Results: Thromboembolic complications were encountered in 13% of patients. Search for increased D-dimer predictors was carried out amongst a total of 867 CVD patients with no manifest thromboembolic complications. The D-dimer levels ranged widely from 0.01 to 16.97 (median 0.32, interquartile range 0.20-0.63) mg/ml and exceeded the upper limit of the normal distribution in 32% of the patients. Based on the findings of the univariate analysis we selected 14 parameters with the level of significance P<0.05, associated with an elevated D-dimer content. These parameters included but were not limited to: female gender, age >68 years, a history of venous thromboembolic events, no cardiac angina, the presence of ciliary arrhythmia and functional class III-IV chronic cardiac insufficiency (CCI), decompensated CCI, the presence of a permanent artificial pacemaker, an acute inflammatory process, chronic obstructive pulmonary disease, active cancer, pulmonary hypertension, and dilatational cardiomyopathy. The subsequent multivariate analysis showed that female gender, age >68 years, an acute inflammatory process, pulmonary hypertension, and decompensated CCI were independent predictors of an elevated D-dimer level in patients with CVD without apparent thromboembolic complications.

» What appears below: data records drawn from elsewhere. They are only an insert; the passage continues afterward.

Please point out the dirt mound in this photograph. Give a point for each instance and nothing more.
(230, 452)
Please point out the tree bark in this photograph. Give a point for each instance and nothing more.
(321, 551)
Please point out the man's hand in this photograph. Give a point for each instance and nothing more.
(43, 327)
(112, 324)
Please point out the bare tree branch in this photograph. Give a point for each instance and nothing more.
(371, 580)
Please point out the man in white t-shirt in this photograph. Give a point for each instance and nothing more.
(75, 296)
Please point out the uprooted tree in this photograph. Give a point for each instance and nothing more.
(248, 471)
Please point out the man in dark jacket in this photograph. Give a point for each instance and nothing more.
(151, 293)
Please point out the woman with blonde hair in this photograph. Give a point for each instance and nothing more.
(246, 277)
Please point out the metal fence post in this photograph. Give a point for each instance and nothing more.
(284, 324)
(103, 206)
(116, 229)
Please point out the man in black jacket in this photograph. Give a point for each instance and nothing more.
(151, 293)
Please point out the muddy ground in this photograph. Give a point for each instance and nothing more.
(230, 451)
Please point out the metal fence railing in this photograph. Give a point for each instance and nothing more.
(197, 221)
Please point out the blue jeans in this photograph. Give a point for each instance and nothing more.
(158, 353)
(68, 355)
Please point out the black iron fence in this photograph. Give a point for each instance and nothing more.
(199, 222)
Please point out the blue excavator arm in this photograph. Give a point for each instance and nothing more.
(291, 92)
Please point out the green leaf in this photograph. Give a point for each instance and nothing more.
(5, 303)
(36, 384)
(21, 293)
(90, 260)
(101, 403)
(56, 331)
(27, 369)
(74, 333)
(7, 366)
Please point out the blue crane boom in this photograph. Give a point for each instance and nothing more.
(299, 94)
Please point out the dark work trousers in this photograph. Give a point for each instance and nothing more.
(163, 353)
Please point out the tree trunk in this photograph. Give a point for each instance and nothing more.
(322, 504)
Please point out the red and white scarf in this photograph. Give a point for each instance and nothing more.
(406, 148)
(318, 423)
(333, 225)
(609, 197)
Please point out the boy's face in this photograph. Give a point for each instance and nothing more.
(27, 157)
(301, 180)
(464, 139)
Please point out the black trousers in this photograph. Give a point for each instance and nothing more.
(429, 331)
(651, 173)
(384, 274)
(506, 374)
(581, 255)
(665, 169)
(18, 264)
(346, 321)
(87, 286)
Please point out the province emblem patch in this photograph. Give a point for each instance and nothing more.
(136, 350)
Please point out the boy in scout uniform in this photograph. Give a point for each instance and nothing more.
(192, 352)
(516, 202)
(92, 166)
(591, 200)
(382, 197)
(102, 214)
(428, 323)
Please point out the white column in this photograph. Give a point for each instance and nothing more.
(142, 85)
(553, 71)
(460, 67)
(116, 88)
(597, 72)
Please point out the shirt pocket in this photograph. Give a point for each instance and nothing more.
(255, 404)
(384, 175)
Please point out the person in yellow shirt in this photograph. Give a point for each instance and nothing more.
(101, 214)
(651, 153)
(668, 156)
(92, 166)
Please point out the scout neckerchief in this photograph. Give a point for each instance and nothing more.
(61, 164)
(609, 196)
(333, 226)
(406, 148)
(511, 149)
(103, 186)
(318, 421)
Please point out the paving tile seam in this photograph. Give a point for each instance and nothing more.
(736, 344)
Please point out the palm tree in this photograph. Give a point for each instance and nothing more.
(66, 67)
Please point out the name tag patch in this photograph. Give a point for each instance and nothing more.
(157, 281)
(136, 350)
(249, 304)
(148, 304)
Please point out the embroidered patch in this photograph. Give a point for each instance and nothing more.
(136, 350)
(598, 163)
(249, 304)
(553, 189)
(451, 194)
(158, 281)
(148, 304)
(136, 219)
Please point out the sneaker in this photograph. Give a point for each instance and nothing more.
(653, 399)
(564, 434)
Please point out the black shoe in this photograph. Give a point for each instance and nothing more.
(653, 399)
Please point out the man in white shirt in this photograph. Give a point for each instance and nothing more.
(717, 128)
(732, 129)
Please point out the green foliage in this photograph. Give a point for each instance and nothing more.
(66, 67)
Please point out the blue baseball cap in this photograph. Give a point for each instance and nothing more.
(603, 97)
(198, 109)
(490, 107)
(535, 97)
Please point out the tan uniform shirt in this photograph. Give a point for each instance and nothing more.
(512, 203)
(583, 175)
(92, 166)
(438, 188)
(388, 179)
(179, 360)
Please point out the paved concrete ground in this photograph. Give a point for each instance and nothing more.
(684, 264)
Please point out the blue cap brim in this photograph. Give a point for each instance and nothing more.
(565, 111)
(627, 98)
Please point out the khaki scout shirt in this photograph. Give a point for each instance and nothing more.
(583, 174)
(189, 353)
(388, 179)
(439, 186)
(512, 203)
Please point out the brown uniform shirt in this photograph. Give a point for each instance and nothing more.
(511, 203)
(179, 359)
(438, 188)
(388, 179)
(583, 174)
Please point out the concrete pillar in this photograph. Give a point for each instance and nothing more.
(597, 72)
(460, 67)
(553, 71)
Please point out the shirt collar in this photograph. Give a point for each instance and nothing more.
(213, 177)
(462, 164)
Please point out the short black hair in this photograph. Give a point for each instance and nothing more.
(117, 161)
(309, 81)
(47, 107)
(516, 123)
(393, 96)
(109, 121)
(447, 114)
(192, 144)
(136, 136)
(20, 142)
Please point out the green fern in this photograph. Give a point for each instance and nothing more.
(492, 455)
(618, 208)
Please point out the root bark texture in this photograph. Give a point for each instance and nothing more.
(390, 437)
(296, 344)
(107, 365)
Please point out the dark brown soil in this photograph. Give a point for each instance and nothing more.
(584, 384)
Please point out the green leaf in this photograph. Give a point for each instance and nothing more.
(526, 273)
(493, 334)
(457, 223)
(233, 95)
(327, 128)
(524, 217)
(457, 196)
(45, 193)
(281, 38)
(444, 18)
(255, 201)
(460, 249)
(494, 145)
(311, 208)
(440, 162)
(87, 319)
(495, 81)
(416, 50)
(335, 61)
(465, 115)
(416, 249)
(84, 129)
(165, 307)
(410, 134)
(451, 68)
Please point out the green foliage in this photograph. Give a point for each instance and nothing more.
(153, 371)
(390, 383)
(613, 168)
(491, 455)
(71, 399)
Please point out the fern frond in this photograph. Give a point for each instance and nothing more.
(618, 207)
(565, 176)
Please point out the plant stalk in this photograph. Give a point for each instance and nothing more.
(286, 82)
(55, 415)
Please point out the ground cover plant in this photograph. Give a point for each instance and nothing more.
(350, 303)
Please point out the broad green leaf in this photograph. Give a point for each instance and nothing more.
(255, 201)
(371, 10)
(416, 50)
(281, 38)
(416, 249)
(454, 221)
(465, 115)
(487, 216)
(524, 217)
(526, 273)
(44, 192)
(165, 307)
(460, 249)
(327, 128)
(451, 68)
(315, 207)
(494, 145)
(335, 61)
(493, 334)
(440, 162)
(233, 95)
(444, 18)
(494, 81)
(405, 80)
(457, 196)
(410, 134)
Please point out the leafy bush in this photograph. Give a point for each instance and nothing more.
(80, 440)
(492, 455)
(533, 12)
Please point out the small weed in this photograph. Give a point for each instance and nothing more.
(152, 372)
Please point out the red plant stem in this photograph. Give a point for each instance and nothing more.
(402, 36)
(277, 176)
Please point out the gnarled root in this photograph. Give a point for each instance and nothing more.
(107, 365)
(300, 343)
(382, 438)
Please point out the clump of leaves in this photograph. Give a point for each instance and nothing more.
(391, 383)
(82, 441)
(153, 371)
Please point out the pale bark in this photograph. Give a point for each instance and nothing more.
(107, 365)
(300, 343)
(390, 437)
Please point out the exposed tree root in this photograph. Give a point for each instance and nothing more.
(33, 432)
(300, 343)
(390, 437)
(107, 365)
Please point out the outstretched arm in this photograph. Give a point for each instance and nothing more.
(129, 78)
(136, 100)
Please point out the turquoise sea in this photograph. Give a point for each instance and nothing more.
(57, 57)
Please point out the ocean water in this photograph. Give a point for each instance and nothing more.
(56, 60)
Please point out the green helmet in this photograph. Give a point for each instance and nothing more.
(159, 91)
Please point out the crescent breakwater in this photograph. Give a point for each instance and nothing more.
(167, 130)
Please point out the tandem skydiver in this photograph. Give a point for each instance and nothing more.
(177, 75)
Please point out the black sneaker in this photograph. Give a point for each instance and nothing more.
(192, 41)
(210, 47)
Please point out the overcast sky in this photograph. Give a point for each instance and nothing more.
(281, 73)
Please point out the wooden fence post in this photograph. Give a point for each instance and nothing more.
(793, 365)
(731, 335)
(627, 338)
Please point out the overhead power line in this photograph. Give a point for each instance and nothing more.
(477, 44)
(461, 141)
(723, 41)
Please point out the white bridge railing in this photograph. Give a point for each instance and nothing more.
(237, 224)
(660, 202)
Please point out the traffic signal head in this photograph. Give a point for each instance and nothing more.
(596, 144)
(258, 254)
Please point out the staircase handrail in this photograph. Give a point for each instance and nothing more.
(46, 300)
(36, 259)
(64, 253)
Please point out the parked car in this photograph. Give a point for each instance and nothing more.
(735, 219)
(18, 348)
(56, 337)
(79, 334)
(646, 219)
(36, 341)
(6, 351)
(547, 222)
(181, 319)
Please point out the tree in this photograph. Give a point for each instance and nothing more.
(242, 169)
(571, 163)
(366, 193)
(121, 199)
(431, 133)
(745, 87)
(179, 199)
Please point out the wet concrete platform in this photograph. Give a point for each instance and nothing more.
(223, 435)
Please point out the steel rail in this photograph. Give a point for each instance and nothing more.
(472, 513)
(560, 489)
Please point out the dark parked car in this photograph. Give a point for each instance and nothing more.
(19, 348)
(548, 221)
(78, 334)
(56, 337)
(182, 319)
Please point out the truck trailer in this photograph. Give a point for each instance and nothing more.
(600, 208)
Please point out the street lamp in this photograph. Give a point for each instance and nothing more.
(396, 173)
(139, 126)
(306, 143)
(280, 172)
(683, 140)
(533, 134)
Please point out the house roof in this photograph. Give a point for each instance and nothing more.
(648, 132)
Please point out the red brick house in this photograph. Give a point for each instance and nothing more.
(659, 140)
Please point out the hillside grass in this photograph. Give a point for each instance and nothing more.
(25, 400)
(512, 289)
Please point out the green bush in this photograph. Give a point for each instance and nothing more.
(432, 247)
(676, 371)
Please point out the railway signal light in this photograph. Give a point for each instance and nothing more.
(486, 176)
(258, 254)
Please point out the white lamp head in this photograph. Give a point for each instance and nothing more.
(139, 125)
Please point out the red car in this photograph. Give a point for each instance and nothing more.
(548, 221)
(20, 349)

Conclusions. The D-dimer level exceeded the upper limit of the normal distribution in 32% of CVD patients without manifest thromboembolic complications. Independent predictors of elevated D-dimer in CVD patients with no visible thromboses are as follows: female gender, age >68 years, acute inflammation, pulmonary hypertension, and decompensation of CCI.

KEY WORDS: D-dimer, cardiovascular disease, thromboembolic complications, predictors.